Luna Park is For Sale. Wait, What?

The building has belonged to the Catholic Church since 2013.

By | [email protected] | July 26, 2019 11:56am

luna_park_historia_tu_voz_buenos_aires_9Luna Park (Photo via Tu Voz)

There are certain milestones in a musician’s career, but it’s hard to argue against “llenar el Lunabeing one of the biggest for any artist in Argentina. The Luna Park arena is legendary: it has that certain old-time charm that epitomizes Buenos Aires like few others can. From Rodrigo to Sinatra, the list of geniuses who have rocked the roof off of the place since it was built in 1932 is as diverse and magnificent as they come. It’s magic isn’t exclusive for music, though. As news outlet Diario Z perfectly laid out yesterday, it was at Luna Park that Perón and Evita met, where the wake for Carlos Gardel took place, and where Maradona got married. So yeah, it’s *kind* of a big deal in Argentine pop culture.

So imagine everybody’s surprise yesterday when it was revealed by Clarín that the Catholic Chuch (yes, this piece has the church, Sinatra and Maradona, and I haven’t even finished the second paragraph) has owned Luna Park since 2013 (more on that in a moment) is considering selling the building. Not only that, but rumors point to interest from a European investment firm who plans to buy the place for US $40 million and build an office building in its place.

Cue shocked GIF in 3, 2, 1:

It’s probably the right moment to give a little context. Turns out that when Ernestina Devecchi de Lectoure, the owner of Luna Park for five decades, died back in 2013 she left 95 percent of the place to both Caritas (that is run by the Buenos Aires Archbishop) and the Salesian Order of San Juan Bosco. The church actually bought the remaining 5 percent a while later, so they’ve had the whole Luna to themselves for a while now; rumors of their wishes to sell it have been around for nearly as long. There were even rumblings about a big multireligious building at some point for some reason.

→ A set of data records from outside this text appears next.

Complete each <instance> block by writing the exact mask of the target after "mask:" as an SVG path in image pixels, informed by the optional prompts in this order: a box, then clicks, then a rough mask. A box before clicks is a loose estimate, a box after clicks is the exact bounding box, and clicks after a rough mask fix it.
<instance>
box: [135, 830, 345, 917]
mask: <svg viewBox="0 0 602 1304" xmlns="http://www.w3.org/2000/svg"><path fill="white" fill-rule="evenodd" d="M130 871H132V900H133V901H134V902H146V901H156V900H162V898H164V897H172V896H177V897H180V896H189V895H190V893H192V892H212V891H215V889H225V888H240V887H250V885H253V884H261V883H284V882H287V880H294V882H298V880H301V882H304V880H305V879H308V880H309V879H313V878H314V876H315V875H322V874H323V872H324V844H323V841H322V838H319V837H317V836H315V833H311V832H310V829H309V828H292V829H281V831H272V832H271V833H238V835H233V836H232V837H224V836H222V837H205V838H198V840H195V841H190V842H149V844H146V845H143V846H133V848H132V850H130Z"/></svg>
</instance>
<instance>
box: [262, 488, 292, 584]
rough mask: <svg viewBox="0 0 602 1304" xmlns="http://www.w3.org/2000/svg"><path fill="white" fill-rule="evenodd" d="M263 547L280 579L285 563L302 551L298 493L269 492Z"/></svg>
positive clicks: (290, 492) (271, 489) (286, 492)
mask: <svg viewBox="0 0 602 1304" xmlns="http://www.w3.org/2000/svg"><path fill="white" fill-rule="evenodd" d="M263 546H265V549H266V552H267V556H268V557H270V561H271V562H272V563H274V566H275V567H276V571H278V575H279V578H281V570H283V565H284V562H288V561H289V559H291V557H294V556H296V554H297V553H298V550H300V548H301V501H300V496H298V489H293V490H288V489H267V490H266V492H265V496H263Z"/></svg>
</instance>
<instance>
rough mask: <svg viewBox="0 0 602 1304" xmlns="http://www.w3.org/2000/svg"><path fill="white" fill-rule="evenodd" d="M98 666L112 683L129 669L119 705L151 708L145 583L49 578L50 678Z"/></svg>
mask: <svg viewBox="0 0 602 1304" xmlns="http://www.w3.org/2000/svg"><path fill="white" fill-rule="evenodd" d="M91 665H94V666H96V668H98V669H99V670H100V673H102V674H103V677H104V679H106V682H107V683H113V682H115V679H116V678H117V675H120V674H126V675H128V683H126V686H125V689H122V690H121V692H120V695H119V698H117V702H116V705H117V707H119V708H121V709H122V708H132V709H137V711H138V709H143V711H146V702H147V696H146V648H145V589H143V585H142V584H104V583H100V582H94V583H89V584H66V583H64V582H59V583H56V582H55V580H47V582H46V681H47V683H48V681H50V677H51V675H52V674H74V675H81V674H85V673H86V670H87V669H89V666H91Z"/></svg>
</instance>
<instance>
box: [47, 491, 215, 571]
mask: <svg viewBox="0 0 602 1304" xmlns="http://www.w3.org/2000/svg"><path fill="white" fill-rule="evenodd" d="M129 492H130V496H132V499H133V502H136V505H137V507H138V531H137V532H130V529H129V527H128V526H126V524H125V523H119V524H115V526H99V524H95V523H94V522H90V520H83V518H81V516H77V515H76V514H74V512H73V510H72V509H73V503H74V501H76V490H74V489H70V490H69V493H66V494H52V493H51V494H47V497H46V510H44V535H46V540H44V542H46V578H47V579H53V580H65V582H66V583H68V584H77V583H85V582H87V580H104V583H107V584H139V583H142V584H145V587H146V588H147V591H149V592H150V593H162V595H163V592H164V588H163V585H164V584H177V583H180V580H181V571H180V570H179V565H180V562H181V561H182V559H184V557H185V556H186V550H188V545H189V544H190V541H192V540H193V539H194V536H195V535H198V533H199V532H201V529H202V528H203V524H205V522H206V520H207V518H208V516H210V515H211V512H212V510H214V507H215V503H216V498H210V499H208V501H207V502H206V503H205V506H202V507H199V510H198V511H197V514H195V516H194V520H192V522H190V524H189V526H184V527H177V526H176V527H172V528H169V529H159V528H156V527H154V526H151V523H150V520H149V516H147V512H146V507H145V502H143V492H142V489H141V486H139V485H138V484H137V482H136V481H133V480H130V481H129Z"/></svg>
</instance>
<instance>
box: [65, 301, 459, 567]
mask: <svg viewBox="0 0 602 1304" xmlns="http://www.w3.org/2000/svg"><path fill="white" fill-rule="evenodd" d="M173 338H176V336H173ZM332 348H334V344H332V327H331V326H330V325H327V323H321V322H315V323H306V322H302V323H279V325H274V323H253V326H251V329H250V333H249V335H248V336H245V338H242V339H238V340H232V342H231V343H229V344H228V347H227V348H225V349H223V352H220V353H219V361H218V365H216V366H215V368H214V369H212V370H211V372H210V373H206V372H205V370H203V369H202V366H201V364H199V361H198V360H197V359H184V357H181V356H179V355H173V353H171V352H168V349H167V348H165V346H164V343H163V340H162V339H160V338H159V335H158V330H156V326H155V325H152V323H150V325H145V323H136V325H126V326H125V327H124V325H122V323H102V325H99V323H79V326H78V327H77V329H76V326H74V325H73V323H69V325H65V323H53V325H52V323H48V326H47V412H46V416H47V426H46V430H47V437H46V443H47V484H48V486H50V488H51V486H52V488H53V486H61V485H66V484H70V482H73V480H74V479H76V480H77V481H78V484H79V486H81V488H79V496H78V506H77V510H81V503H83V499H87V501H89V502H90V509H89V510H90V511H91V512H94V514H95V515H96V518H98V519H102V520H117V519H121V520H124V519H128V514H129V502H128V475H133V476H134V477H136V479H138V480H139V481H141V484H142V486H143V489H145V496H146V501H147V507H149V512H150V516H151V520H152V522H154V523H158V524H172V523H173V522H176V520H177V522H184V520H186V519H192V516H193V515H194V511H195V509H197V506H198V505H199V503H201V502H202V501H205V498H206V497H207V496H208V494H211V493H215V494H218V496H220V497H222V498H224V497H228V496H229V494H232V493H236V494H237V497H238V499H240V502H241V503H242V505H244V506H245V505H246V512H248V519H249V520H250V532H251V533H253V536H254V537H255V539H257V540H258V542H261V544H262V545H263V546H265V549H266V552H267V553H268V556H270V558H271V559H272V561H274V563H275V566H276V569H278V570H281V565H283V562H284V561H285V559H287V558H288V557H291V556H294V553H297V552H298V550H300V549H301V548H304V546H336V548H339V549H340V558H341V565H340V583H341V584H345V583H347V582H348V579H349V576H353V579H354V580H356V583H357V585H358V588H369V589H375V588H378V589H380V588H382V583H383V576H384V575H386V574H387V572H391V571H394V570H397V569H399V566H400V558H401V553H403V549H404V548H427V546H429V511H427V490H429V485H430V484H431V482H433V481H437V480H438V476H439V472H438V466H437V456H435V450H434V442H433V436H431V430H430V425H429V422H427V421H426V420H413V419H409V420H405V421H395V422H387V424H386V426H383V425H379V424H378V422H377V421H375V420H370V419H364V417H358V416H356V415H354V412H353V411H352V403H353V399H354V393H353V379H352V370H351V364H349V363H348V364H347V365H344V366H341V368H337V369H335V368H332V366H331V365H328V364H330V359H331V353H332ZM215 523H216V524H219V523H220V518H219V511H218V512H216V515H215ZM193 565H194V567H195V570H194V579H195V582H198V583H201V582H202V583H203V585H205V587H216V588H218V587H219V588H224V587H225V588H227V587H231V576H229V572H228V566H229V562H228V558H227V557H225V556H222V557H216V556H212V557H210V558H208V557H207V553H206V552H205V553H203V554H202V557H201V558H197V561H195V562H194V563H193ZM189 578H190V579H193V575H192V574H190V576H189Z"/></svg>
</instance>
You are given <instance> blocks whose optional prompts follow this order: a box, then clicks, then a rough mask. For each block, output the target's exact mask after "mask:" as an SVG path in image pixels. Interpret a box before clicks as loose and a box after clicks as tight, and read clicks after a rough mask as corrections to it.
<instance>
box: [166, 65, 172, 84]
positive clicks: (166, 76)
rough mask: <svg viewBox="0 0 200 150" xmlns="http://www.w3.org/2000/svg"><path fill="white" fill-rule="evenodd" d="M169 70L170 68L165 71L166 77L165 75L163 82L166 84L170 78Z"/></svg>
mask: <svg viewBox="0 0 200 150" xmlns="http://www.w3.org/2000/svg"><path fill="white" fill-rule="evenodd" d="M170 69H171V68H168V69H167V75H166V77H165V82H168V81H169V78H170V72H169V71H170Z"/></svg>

However, hold your horses. For this thing to go down, a lot of things have to happen first. For one, the building was declared a National Historic Monument by Néstor Kirchner back in 2007, which means that neither the facade nor the inner structure can be altered. Not only that, but the whole area was declared of cultural interest in 2001 by the Buenos Aires Legislature which means that the Urban Code would need to be modified as well. So it’s one of those issues that involves not only private interests but a lot of political ones as well. Think about it, regardless of who wins the elections this year, who the hell wants to be the one in charge when an institution like Luna Park gets demolished?